When developing Dataflow pipelines, it's common to want to benchmark them at a specific QPS using fake or generated data. This pipeline takes in a QPS parameter, a path to a schema file, and generates fake JSON messages matching the schema to a Pub/Sub topic at the rate of the QPS.
StreamingBenchmark - A streaming pipeline which generates messages at a specified rate to a Pub/Sub topic. The messages are generated according to a schema template which instructs the pipeline how to populate the messages with fake data compliant to constraints.
Note the number of workers executing the pipeline must be large enough to support the supplied QPS. Use a general rule of 2,500 QPS per core in the worker pool when configuring your pipeline.
- Java 8
- Maven 3
Build the entire project using the maven compile command.
mvn clean compile
The schema file used to generate JSON messages with fake data is based on the json-data-generator library. This library allows for the structuring of a sample JSON schema and injection of common faker functions to instruct the data generator of what type of fake data to create in each field. See the json-data-generator docs for more information on the faker functions.

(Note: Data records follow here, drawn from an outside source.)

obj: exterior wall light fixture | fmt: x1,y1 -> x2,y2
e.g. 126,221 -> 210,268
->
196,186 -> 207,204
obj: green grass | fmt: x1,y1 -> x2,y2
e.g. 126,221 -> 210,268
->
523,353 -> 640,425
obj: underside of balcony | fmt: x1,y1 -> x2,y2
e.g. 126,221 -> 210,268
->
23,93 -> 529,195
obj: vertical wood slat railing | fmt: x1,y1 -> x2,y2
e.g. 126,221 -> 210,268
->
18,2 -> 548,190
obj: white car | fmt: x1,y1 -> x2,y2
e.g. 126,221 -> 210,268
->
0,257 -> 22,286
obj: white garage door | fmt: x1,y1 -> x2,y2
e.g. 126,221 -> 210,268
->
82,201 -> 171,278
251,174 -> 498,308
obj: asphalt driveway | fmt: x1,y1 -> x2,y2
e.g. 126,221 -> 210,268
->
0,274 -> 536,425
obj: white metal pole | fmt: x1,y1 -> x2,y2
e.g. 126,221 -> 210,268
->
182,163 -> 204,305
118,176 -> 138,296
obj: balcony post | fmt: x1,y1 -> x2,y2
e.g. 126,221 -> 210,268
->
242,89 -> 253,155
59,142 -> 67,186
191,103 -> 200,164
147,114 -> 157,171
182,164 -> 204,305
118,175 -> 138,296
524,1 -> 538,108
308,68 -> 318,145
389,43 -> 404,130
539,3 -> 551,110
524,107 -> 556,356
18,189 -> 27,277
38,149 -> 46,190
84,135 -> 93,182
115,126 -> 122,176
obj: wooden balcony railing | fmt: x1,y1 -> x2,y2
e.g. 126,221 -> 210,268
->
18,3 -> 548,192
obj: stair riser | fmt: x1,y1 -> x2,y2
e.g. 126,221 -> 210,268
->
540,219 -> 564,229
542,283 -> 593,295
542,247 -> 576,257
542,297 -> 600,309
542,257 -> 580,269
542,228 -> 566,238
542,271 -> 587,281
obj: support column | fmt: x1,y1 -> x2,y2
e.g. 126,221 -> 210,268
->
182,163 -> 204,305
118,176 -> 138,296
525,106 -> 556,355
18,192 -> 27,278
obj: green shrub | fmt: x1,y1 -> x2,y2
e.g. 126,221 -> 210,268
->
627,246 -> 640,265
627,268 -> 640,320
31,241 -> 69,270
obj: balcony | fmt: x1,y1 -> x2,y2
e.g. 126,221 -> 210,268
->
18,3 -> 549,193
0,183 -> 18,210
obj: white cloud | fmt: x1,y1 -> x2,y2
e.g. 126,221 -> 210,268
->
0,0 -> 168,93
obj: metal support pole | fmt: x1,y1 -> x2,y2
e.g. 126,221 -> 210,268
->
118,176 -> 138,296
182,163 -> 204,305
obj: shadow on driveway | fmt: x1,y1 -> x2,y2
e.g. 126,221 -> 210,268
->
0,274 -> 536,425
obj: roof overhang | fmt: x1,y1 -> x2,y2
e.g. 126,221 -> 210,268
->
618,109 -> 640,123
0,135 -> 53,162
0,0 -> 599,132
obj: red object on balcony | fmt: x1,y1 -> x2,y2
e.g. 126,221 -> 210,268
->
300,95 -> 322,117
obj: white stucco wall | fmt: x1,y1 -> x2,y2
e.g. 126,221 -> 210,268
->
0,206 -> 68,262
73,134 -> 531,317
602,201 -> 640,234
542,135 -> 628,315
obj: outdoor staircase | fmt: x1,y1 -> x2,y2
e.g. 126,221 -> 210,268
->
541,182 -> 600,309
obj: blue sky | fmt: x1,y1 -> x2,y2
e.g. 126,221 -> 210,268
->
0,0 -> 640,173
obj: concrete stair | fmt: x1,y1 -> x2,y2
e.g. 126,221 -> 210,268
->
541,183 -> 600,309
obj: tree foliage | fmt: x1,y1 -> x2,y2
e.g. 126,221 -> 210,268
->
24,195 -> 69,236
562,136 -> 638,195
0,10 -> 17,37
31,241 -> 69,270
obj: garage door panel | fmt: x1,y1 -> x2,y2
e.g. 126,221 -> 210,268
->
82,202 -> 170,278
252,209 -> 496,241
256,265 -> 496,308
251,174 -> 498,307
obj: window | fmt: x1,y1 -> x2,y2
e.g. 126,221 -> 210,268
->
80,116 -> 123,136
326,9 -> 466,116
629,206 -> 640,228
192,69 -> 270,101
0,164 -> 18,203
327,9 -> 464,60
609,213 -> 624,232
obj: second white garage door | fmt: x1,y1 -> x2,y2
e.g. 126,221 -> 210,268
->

Below is an example schema file which generates fake game event payloads with random data.
{
"eventId": "{{uuid()}}",
"eventTimestamp": {{timestamp()}},
"ipv4": "{{ipv4()}}",
"ipv6": "{{ipv6()}}",
"country": "{{country()}}",
"username": "{{username()}}",
"quest": "{{random("A Break In the Ice", "Ghosts of Perdition", "Survive the Low Road")}}",
"score": {{integer(100, 10000)}},
"completed": {{bool()}}
}
Based on the above schema, the below would be an example of a message which would be output to the Pub/Sub topic.
{
"eventId": "5dacca34-163b-42cb-872e-fe3bad7bffa9",
"eventTimestamp": 1537729128894,
"ipv4": "164.215.241.55",
"ipv6": "e401:58fc:93c5:689b:4401:206f:4734:2740",
"country": "Montserrat",
"username": "asellers",
"quest": "A Break In the Ice",
"score": 2721,
"completed": false
}
# Set the pipeline vars
PROJECT_ID=<project-id>
BUCKET=<bucket>
PIPELINE_FOLDER=gs://${BUCKET}/dataflow/pipelines/streaming-benchmark
SCHEMA_LOCATION=gs://<path-to-schema-location-in-gcs>
PUBSUB_TOPIC=projects/$PROJECT_ID/topics/<topic-id>
# Set the desired QPS
QPS=50000
# Set the runner
RUNNER=DataflowRunner
# Compute engine zone
ZONE=us-east1-d
# Build the template
mvn compile exec:java \
-Dexec.mainClass=com.google.cloud.pso.pipeline.StreamingBenchmark \
-Dexec.cleanupDaemonThreads=false \
-Dexec.args=" \
--project=${PROJECT_ID} \
--stagingLocation=${PIPELINE_FOLDER}/staging \
--tempLocation=${PIPELINE_FOLDER}/temp \
--runner=${RUNNER} \
--zone=${ZONE} \
--autoscalingAlgorithm=THROUGHPUT_BASED \
--maxNumWorkers=5 \
--qps=${QPS} \
--schemaLocation=${SCHEMA_LOCATION} \
--topic=${PUBSUB_TOPIC}"